C2 Audit Mode
C2 audit mode is a SQL Server 2005 feature that supports out-of-the-box audit logging. It logs all audit trace events, including every data column. A C2 audit mode log is identical to a SQL Server trace that includes every column of every security audit event.
C2 audit mode also utilizes a slight amount of system resources. I tested C2 audit mode at the Texas Microsoft Technology CXenter in Austin, by performing the same traces with C2 audit mode enabled, then disabled. C2 audit mode imposed a 3.6 percent performance penalty — as measured by time of workload execution. The test was run on a dedicated, single-processor test system with a mixed test workload provided by a second system running a Transaction Processing Performance Council benchmark B (TPC-B)-like script. With C2 audit mode off, the workload averaged 47 seconds over repeated tests. With C2 audit mode on, the same workload averaged 48.7 seconds. Average CPU use was 1.1 percent higher with C2 audit mode on — 57.89 percent versus 59.04 percent.

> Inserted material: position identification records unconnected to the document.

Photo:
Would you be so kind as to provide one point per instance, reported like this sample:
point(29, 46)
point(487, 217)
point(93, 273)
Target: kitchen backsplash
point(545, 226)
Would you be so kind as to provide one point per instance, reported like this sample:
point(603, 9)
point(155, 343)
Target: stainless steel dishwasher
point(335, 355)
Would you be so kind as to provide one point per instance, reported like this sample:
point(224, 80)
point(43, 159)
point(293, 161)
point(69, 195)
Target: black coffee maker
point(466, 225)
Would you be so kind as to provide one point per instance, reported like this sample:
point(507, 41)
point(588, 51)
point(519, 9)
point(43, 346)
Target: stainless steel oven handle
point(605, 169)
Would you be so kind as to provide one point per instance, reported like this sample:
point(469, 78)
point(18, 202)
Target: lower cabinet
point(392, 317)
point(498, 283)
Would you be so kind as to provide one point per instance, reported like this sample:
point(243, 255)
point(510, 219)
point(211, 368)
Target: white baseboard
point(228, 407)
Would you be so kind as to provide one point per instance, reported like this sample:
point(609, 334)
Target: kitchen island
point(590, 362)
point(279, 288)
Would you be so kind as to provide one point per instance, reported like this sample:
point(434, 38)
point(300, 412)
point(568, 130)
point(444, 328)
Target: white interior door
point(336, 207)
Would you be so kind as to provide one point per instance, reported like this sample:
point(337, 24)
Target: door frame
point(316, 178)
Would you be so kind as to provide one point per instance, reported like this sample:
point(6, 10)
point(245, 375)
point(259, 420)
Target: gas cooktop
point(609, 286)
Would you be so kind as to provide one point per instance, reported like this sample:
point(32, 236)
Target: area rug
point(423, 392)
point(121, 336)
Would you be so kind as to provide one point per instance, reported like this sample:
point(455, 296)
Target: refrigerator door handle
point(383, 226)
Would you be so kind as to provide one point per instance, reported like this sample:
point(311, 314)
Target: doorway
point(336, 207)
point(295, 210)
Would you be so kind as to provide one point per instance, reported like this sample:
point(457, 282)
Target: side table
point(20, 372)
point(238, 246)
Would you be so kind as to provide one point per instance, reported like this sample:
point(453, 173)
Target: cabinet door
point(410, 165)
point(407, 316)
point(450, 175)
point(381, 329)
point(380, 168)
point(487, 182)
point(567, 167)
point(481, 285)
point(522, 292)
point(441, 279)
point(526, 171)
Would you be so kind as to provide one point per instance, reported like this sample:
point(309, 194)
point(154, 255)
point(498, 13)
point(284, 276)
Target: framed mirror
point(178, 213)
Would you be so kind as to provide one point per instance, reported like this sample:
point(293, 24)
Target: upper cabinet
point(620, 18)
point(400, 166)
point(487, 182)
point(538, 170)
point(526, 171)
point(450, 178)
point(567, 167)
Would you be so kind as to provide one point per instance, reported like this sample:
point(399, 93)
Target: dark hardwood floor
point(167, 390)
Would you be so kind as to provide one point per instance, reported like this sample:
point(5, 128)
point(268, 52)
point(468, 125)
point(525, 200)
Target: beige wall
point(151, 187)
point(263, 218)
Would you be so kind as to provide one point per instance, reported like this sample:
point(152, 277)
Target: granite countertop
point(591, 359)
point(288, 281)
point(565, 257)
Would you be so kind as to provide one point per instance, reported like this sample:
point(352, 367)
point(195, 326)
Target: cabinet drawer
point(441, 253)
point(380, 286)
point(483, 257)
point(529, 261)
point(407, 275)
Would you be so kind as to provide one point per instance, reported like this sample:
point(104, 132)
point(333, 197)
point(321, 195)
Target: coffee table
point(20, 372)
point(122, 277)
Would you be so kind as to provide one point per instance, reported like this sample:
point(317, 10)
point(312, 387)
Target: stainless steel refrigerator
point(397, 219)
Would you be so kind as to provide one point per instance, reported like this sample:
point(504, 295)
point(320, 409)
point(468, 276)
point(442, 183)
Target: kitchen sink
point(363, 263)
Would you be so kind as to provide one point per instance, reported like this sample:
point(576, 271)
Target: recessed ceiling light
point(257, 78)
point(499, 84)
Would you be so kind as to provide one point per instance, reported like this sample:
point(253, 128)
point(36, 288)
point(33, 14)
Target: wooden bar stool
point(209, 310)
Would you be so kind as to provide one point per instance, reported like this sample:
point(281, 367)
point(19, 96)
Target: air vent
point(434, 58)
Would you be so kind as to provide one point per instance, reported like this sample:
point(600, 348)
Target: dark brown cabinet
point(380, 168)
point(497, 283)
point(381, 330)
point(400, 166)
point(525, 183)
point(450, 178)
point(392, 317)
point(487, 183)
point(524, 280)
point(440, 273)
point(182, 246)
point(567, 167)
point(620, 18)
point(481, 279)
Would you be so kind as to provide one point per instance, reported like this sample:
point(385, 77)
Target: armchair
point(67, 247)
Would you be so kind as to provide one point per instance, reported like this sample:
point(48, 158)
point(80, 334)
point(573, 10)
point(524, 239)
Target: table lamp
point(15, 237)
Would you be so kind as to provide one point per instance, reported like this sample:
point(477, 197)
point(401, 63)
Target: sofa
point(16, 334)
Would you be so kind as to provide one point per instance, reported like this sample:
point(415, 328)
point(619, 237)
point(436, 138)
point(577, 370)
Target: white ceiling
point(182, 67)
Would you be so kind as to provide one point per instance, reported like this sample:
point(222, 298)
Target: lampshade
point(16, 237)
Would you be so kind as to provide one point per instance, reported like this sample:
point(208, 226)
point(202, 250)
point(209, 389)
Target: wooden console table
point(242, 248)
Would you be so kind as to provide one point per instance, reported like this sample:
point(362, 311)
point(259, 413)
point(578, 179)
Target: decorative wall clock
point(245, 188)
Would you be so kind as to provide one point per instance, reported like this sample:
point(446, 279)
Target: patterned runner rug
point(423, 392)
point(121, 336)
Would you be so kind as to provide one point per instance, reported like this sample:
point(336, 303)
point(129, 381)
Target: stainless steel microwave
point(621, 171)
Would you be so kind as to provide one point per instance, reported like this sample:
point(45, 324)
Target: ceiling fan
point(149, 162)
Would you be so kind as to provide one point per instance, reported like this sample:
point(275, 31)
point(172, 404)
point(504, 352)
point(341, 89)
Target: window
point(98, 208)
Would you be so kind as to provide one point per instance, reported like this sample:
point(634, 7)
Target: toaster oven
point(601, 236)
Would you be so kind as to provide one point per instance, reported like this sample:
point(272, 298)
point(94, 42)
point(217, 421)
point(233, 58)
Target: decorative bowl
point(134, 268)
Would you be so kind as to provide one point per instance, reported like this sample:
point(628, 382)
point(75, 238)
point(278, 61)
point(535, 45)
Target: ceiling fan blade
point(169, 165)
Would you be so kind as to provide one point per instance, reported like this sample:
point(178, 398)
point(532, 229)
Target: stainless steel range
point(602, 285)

If all you need is basic “who logged in and accessed what” audit logging, create a trace that includes the Audit Schema Object Access event (all columns) and the Audit Login event (all columns) within the Security Audit event group.

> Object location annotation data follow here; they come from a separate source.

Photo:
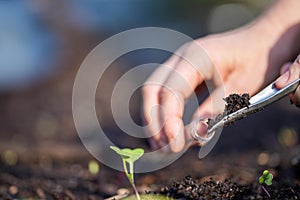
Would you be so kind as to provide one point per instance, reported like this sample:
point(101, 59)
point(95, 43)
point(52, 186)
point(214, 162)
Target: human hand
point(236, 62)
point(290, 72)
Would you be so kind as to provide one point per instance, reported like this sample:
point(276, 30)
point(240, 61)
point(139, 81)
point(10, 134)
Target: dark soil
point(234, 102)
point(190, 189)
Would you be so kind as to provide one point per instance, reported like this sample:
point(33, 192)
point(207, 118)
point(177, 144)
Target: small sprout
point(94, 167)
point(129, 156)
point(266, 178)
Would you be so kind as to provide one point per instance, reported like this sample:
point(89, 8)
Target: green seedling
point(266, 178)
point(129, 156)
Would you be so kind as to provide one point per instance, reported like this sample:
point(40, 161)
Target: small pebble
point(13, 190)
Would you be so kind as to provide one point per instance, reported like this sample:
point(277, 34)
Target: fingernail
point(283, 78)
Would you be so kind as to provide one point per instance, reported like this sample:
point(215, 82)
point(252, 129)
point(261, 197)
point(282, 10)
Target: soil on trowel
point(234, 102)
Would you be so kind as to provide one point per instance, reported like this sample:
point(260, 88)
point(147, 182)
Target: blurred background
point(43, 43)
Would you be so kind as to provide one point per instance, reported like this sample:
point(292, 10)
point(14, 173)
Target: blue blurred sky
point(30, 48)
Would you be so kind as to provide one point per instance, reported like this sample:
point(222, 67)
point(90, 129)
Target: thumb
point(289, 73)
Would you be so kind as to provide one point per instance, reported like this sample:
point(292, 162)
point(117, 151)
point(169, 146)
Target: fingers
point(151, 105)
point(165, 91)
point(289, 74)
point(190, 71)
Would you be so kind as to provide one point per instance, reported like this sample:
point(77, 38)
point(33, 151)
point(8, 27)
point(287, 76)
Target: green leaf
point(120, 152)
point(133, 154)
point(261, 180)
point(269, 179)
point(266, 178)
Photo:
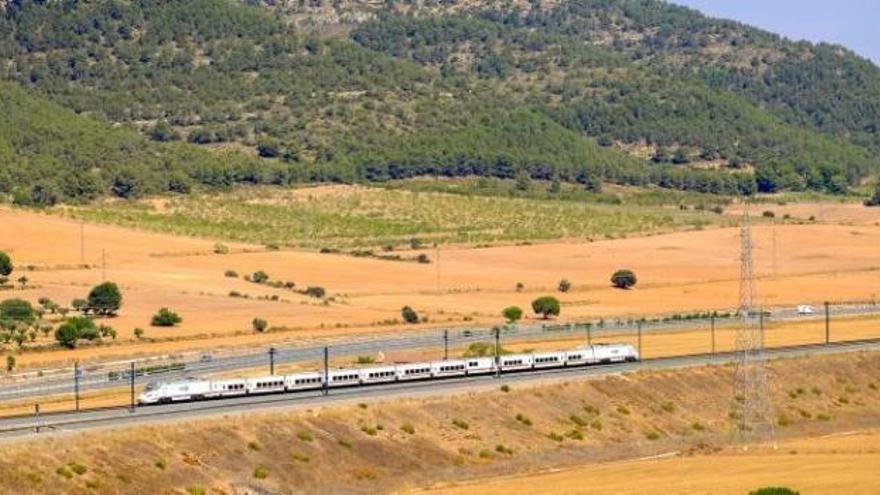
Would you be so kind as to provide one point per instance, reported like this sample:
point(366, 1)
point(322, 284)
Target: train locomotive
point(194, 389)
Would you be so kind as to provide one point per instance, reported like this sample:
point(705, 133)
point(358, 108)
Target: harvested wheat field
point(842, 463)
point(406, 444)
point(678, 273)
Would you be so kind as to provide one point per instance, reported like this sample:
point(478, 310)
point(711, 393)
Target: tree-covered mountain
point(628, 91)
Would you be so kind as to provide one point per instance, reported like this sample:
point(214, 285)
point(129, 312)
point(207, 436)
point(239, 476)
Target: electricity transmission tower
point(752, 410)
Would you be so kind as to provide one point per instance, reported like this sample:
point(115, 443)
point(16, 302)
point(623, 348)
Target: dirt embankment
point(406, 445)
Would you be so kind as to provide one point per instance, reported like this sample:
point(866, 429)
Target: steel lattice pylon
point(752, 410)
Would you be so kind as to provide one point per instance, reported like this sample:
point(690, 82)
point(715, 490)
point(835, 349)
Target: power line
point(752, 410)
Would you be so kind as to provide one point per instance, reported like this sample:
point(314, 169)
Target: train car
point(413, 371)
point(378, 374)
point(614, 353)
point(229, 388)
point(480, 366)
point(344, 378)
point(265, 385)
point(579, 357)
point(177, 391)
point(304, 381)
point(548, 360)
point(514, 362)
point(452, 367)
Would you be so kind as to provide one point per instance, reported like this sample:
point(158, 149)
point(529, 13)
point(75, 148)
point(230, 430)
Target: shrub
point(461, 424)
point(6, 266)
point(774, 490)
point(316, 292)
point(501, 449)
point(564, 285)
point(512, 314)
point(165, 318)
point(624, 279)
point(79, 469)
point(409, 315)
point(546, 306)
point(260, 325)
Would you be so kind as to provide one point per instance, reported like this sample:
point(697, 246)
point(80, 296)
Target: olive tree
point(546, 306)
point(105, 299)
point(624, 279)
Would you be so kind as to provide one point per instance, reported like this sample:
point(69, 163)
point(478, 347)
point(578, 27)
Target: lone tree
point(409, 315)
point(546, 306)
point(5, 267)
point(17, 312)
point(260, 325)
point(624, 279)
point(872, 201)
point(165, 318)
point(105, 299)
point(512, 314)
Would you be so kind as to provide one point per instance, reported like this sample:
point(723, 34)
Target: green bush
point(165, 318)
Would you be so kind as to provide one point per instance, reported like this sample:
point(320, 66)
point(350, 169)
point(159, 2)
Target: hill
point(632, 92)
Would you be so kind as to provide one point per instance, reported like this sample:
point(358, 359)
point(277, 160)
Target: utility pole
point(76, 373)
point(751, 407)
point(272, 352)
point(131, 374)
point(326, 369)
point(827, 322)
point(82, 243)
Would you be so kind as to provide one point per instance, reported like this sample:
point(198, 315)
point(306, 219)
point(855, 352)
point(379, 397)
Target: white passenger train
point(192, 389)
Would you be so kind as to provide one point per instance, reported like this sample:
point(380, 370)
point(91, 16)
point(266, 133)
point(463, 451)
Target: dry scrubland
point(834, 257)
point(439, 442)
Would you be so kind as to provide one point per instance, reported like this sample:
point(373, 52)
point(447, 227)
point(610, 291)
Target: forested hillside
point(626, 91)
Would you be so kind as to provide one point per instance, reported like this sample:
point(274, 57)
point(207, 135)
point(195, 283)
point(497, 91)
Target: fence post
point(272, 352)
point(640, 342)
point(827, 323)
point(326, 369)
point(131, 374)
point(76, 373)
point(497, 352)
point(712, 327)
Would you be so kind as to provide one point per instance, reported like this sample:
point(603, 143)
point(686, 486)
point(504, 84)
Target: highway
point(110, 375)
point(24, 428)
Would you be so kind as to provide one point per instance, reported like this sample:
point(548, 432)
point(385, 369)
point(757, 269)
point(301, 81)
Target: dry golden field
point(678, 273)
point(563, 435)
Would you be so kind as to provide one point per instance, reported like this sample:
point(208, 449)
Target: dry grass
point(217, 455)
point(678, 272)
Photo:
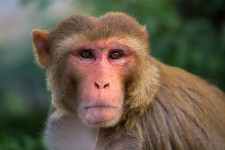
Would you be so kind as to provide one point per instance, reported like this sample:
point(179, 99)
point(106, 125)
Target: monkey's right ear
point(41, 51)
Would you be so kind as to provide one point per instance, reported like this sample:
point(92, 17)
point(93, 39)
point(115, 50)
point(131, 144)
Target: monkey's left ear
point(41, 51)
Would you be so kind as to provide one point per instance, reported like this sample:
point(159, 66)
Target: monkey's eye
point(115, 55)
point(86, 54)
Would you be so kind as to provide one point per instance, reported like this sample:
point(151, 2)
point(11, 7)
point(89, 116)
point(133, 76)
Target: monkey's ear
point(41, 51)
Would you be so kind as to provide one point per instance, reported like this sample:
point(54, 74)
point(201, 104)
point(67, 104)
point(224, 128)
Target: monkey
point(109, 93)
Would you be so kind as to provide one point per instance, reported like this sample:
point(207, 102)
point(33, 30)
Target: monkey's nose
point(101, 85)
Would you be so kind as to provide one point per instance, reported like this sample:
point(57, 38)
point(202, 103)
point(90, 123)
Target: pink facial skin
point(101, 65)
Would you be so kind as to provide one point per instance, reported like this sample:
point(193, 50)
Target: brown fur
point(164, 107)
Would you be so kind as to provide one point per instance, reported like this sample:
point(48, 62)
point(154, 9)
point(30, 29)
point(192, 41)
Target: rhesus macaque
point(108, 93)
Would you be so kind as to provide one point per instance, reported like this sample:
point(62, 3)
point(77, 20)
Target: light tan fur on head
point(81, 27)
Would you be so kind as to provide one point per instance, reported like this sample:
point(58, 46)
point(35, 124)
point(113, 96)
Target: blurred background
point(186, 33)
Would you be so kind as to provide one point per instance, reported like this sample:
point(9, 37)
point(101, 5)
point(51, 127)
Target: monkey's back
point(187, 113)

To determine whether or not C2 audit mode is turned on, you can use the following T-SQL statement, which returns the current value of the C2 audit mode option:
SELECT value FROM sys.configurations
WHERE name = ‘c2 audit mode’;
GO
If the result is 1, C2 audit mode is enabled; if 0, it’s disabled.
To turn on C2 audit mode, run the T-SQL code in Listing 2. You’ll need to restart the instance for the setting to take effect. If you prefer to use the GUI rather than T-SQL to enable C2 audit mode, open Object Explorer and right-click a server. Then select Properties and the Security page. Click the Enable C2 audit tracing check box. Then restart the instance.

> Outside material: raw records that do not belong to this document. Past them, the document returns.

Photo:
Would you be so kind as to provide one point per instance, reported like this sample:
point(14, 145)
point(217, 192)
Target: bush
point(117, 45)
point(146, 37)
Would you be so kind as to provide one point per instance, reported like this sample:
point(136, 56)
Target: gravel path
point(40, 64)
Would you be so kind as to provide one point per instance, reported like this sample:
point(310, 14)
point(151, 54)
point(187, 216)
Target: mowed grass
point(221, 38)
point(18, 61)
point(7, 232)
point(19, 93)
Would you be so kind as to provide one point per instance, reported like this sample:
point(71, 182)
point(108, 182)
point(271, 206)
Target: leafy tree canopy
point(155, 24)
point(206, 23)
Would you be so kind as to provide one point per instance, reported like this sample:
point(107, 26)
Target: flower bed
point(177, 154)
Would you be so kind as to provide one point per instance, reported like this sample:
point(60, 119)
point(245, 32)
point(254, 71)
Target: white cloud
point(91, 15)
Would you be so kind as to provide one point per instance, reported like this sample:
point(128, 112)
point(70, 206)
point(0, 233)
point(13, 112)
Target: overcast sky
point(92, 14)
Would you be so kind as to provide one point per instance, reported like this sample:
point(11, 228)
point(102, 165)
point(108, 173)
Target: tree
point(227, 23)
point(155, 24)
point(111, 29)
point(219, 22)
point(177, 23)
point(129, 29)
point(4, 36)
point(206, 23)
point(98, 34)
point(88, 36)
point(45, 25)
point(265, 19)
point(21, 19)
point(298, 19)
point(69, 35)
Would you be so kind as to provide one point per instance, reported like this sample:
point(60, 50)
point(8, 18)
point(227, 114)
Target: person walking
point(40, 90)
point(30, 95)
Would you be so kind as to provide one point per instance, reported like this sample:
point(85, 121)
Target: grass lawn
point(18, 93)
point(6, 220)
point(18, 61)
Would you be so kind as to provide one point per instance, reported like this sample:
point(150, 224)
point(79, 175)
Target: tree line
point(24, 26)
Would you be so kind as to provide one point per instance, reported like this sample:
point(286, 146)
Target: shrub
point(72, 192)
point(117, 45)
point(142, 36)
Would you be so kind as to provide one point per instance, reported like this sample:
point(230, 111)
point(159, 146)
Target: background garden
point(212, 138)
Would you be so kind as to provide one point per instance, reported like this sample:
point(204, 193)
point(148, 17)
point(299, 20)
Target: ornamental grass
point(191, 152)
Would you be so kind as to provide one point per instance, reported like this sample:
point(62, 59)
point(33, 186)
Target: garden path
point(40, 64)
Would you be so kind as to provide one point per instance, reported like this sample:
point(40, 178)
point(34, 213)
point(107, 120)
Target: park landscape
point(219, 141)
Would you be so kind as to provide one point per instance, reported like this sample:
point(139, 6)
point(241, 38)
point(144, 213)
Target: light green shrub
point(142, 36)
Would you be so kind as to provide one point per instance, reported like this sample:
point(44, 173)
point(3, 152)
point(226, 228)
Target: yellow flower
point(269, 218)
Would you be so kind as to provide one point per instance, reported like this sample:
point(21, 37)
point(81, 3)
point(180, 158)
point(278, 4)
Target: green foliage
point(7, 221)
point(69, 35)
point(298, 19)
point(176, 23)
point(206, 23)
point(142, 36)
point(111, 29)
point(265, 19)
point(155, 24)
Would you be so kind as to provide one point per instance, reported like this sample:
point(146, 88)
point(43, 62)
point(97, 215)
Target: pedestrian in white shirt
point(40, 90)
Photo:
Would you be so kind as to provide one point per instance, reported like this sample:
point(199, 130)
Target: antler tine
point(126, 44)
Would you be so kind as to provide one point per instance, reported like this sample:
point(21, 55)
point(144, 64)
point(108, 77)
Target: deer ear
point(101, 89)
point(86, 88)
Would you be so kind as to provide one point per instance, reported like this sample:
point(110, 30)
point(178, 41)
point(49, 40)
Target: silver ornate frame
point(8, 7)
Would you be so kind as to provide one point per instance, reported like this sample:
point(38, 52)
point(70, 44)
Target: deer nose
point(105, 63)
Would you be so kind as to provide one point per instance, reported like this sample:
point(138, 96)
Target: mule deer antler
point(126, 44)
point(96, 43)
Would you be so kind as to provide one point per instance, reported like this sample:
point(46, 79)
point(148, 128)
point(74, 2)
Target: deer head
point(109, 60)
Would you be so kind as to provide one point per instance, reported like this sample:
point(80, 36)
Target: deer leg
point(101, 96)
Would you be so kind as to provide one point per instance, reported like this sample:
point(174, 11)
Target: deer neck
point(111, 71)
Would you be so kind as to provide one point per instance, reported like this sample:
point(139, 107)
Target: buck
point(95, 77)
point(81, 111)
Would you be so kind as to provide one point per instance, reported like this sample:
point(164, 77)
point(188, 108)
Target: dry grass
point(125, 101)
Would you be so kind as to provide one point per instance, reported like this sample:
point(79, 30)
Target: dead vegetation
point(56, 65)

With C2 audit mode enabled, SQL Server will write information to a series of .trc files in the instance data directory. Once a file grows to 200MB, it’s closed and a new file is created. If the data directory runs out of space, the instance will immediately stop. To recover from this catastrophe, you’ll either need to clear some space or restart the instance from the command line with a -f flag (to disable audit logging).You can find more information about starting a SQL Server 2005 instance in the BOL “How to: Start an Instance of SQL Server (sqlservr.exe)” topic. Once you have a command line open to the appropriate binn directory, entering sqlservr -f will start SQL Server in minimal configuration and will place SQL Server in single-user mode.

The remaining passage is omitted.